El sátiro se levantó.
—Mi papá y mi tío sacrificaron su vida buscando a Pan. Ojalá tuviéramos más ayuda para cumplir esta misión. A los humanos no parece que les importe. Ni siquiera a los semidioses. Ni siquiera...
Se interrumpió, pero sabía perfectamente lo que quería decir.
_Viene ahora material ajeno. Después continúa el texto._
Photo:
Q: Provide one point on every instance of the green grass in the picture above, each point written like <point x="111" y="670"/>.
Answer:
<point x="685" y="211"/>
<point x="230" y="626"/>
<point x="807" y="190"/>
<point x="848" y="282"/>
—Ni siquiera a los dioses—concluí.
Grover asintió tristemente.
—Sí... es por eso que su llegada como mortal nos es tan preocupante, aunque sabemos que no podemos esperar que un dios resuelva nuestros problemas. Si usted se fuera, una de las últimas diosas de la naturaleza, sencillamente no nos quedaría nada. Los dioses dejarían de darnos cualquier tipo de importancia y eventualmente no quedará nadie que se preocupe por proteger la naturaleza.
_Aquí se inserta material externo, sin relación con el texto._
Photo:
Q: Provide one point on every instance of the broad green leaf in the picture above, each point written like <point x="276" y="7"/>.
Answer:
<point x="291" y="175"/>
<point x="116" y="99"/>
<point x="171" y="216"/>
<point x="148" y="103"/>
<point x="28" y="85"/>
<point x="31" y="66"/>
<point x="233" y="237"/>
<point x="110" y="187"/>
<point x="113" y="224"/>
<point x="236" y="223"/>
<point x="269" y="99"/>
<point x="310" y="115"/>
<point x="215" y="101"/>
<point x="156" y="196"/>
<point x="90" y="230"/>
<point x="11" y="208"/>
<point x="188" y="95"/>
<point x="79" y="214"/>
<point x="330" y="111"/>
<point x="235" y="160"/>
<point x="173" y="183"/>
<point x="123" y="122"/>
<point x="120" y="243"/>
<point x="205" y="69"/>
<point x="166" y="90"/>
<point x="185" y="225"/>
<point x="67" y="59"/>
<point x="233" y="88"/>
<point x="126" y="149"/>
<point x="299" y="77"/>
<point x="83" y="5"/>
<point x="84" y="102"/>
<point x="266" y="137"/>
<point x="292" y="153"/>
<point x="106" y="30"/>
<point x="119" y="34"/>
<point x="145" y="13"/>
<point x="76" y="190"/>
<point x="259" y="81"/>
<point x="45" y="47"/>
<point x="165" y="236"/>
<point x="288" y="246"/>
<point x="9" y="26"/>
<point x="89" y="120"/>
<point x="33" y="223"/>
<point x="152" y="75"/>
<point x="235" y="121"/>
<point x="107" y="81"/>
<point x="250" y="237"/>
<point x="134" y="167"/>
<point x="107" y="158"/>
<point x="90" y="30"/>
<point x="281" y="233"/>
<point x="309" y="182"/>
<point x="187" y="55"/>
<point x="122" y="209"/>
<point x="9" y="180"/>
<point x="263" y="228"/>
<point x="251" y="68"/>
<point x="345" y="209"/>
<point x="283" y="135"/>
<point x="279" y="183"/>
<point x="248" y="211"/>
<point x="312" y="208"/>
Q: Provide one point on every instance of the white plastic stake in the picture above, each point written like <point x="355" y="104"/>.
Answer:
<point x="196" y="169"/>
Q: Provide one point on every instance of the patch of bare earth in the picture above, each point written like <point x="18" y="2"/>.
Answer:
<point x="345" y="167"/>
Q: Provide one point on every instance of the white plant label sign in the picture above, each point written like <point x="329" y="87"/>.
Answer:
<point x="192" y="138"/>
Seguimos la carretera que rodeaba los muros de una urbanización cercada hacia unos letreros de neón situados a lo lejos. Yo miraba dónde ponía el pie, temiendo a cada paso que una llamada me convirtiera en flambeado de Artemisa.
—Dijiste que todo está relacionado—recordó Percy—. ¿Crees que el tercer emperador creó ese laberinto en llamas?
Grover miró a un lado y a otro, como si el tercer emperador pudiera salir de detrás de una palmera con un hacha y una máscara terrorífica. Considerando mis sospechas sobre la identidad del emperador, puede que no fuera una idea tan disparatada.
—Sí—dijo—, pero no sabemos cómo ni por qué. No siquiera sabemos dónde tiene su base el emperador. Que nosotros sepamos, se mueve continuamente.
—Y... ¿La identidad del emperador?—pregunté.
—Lo único que sabemos es que utiliza el monograms "NH". De Neos Helios.
Una ardilla de tierra imaginaria se abrió paso a mordiscos por mi columna.
—Es griego. Significa "Nuevo Sol"
—Exacto—convino Grover—. No es el nombre de un emperador romano.
Decidí no compartir más información, lo último que necesitaba en ese momento era a un sátiro sufriendo un colapso nervioso.
Dejamos atrás el enrejado del barrio: PALMERAS DEL DESIERTO. (¿De verdad alguien había cobrado por inventarse ese nombre?)
Seguimos hasta la calle comercial más próxima, donde había luces de restaurantes de comida rápida y gasolineras.
—Esperaba que Mellie y Gleeson tuvieran información nueva—dijo Grover—. Estuvieron en Los Ángeles con Piper y Jason. Creía que a lo mejor habían tenido más suerte siguiendo al emperador o buscando el centro de la maraña.
—¿A eso vinieron a Palm Springs?—pregunté—. ¿A compartir información?
—En parte—el tono de Grover hacía pensar que la llegada de Mellie y Gleeson respondía a un motivo más siniestro y triste, pero no insistí.
Nos detuvimos en un cruce principal. Al otro lado del bulevar había una tienda de ofertas con un reluciente letrero rojo: ¡DESMADRE MILITAR DE MARCO! En el estacionamiento sólo había un viejo Pinto amarillo estacionado cerca de la entrada.
Volví a leer el letrero de la tienda. Al mirarlo por segunda vez, reparé en que el nombre no era MARCO, sino MACRÓN. Tal vez me había contagiado de la dislexia de los semidioses después de pasar tanto tiempo con ellos.
Desmadre Militar sonaba a la clase de sitio que no me interesaba visitar. Y ese nombre Macron... había algo que no me gustaba en el asunto.
Grover señaló el Pinto.
—Ese es el coche de Gleeson.
No me agradaba en lo más mínimo ese lugar, pero no teníamos de otra.
—Bueno—dijo Percy—, busquemos al entrenador.